Ahmedabad: Eleven days after the tragic crash of London-bound Air India flight AI 171 in Ahmedabad, the weight of loss still hangs heavy over the families of victims. Grief is unfolding in deeply personal and often unexpected ways, leaving trauma counsellors deeply concerned.
Among the most poignant stories is that of a 27-year-old man who lost his wife in the crash. Married in 2024, the couple had been preparing to start a new chapter in London. The husband had flown ahead to set up their home, while she was scheduled to join him soon.
“She had asked him not to be late and keep her waiting at Gatwick airport,” shared a counsellor at Ahmedabad’s Civil Hospital. When he heard of the crash, he boarded the first available flight back to India. For three days, he visited the hospital to complete the formalities and claim her remains. “He did not cry—not once.

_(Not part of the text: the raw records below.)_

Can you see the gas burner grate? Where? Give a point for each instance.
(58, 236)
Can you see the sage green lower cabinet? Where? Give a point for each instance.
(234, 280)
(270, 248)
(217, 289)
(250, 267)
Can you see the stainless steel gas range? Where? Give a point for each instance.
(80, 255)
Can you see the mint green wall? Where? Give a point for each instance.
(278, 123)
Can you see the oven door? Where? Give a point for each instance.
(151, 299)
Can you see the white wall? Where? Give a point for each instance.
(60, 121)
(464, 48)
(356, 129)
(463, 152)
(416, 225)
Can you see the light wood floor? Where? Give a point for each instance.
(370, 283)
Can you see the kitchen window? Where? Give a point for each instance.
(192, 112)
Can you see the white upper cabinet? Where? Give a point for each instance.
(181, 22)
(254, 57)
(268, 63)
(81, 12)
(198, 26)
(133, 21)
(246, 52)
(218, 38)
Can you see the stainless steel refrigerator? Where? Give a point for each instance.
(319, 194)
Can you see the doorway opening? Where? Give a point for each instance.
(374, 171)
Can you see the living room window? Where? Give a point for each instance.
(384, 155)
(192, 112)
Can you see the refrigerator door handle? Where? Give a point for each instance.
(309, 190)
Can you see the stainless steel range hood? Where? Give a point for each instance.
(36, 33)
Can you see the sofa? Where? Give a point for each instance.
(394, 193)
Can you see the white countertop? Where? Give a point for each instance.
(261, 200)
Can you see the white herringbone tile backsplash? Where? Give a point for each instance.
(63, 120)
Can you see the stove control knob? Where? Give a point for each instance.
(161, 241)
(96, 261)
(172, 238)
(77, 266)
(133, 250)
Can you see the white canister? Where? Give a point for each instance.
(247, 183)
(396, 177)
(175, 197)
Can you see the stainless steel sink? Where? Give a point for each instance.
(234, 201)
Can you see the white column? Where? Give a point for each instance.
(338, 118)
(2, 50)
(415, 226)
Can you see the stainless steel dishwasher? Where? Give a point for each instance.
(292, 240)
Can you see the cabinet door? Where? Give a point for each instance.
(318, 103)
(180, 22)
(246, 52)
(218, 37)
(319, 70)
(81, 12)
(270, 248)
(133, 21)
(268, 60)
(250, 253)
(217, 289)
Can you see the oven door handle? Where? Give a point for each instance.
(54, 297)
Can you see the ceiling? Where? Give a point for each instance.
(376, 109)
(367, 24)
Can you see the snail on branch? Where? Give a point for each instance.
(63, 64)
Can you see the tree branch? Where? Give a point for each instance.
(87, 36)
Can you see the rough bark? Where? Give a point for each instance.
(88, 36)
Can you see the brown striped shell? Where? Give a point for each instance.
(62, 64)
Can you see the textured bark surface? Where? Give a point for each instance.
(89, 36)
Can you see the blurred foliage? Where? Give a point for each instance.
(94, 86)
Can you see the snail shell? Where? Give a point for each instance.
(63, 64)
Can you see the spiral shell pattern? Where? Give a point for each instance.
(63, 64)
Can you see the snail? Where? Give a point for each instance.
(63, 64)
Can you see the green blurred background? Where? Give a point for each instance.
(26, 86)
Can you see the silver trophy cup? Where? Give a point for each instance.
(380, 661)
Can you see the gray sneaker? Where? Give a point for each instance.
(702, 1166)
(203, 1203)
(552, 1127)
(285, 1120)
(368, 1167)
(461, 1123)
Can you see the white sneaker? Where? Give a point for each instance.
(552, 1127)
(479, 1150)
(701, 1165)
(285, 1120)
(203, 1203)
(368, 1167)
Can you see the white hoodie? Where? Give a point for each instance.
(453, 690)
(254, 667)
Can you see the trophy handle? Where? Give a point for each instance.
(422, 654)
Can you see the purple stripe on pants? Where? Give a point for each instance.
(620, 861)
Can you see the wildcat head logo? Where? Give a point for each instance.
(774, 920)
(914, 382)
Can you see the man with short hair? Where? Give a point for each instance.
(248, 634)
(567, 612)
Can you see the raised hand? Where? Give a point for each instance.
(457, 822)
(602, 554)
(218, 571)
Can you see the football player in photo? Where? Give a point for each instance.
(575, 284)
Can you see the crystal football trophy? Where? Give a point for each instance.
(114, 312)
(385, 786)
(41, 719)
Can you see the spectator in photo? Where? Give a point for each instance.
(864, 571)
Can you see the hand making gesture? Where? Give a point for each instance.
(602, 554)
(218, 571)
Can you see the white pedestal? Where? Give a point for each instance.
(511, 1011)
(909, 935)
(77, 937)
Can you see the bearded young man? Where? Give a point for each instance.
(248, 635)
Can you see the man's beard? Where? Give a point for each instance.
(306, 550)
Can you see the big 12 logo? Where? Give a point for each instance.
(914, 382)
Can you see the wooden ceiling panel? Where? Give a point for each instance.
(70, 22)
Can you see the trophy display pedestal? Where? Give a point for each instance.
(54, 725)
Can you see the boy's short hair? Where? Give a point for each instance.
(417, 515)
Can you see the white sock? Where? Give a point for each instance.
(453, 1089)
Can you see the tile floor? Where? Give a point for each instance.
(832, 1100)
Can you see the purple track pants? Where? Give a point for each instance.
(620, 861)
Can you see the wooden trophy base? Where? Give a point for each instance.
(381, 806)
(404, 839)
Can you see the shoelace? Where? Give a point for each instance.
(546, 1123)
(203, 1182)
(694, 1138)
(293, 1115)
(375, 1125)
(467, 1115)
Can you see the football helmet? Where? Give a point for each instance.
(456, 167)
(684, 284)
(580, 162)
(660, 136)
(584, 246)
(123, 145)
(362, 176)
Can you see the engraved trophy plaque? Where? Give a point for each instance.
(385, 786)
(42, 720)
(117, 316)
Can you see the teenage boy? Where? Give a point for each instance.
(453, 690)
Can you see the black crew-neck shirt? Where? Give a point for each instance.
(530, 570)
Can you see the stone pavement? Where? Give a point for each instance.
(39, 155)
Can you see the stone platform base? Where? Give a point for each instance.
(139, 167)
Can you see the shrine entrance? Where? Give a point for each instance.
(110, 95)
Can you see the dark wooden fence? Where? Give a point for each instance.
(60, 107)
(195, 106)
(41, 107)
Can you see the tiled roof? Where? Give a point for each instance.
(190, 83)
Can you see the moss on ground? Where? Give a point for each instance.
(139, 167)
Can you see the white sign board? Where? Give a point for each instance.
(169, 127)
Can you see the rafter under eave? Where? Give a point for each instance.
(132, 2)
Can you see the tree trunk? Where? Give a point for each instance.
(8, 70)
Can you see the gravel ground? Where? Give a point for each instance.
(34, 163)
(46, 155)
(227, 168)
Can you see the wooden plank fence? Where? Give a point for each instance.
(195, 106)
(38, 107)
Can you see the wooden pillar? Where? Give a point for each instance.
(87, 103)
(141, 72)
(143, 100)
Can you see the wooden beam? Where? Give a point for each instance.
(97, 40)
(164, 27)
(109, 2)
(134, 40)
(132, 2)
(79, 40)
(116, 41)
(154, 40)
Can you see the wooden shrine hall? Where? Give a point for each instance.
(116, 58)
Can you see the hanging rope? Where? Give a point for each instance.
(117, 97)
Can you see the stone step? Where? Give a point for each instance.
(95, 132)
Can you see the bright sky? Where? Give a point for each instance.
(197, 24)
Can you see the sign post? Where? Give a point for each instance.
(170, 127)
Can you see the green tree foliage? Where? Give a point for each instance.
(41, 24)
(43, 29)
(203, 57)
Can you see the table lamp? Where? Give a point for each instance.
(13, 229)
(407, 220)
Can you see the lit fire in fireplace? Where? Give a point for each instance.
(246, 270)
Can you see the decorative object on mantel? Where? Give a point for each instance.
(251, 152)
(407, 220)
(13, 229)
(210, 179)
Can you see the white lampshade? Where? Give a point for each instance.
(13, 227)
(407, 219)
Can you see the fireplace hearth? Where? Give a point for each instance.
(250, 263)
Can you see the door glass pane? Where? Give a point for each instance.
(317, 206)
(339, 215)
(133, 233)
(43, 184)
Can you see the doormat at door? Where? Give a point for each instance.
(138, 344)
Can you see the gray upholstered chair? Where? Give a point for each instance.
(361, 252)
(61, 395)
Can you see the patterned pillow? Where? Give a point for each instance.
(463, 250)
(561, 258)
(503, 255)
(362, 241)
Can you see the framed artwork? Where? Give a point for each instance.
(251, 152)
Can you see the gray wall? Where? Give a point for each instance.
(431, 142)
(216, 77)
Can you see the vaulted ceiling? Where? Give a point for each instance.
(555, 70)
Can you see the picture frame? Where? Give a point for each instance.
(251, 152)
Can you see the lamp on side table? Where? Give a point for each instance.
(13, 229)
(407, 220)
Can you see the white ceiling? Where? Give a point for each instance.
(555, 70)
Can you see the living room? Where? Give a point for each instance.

It wasn’t that he didn’t want to—he simply couldn’t,” the counsellor said, noting the emotional numbness often seen in acute trauma.
To support grieving families, Civil Hospital has appointed ten trained counsellors, primarily psychiatrists, to help relatives begin the process of coping with their loss.
Urvika Parekh, one of the counsellors, recalled a particularly difficult moment—breaking the news to a seven-year-old girl whose family brought her in for DNA sampling. “They couldn’t bring themselves to tell her what had happened. Some families have lost more than one loved one. The silence in those homes is unbearable,” she said.
In one case, an elderly man who lost four members of his family has been unable to return to his home. “He’s staying with relatives for now. The house feels too empty, too painful. It’s a situation we’re seeing repeatedly—families performing last rites but unable to move forward or even return home,” Parekh added.
She described the psychological journey through the seven stages of grief: shock and denial, pain and guilt, anger and bargaining, depression, the upward turn, reconstruction, and finally, acceptance. But for many, she said, “even reaching the first stage has been incredibly difficult.”
Disha Vasavada, another psychiatrist assisting the families, noted that losing a child often proves even harder to process than losing a parent. “In such cases, it can take weeks just to begin to confront the reality,” she said. “Initially, some relatives appeared composed, but the moment the coffins were handed over, many broke down. The first few days are consumed by logistics—arrangements, rituals. But the real emotional toll surfaces when everything quiets down. That’s when we must continue to stay with them.”
Both counsellors likened the emotional disorientation to what families experienced during early COVID-19 fatalities—when they were denied the chance to say a final goodbye. That same lack of closure now lingers for many affected by the Air India tragedy.
As the shock fades and the reality of absence settles in, families across Gujarat and beyond are left grappling with questions no one is ready to answer. For them, healing will be a long and uncertain path.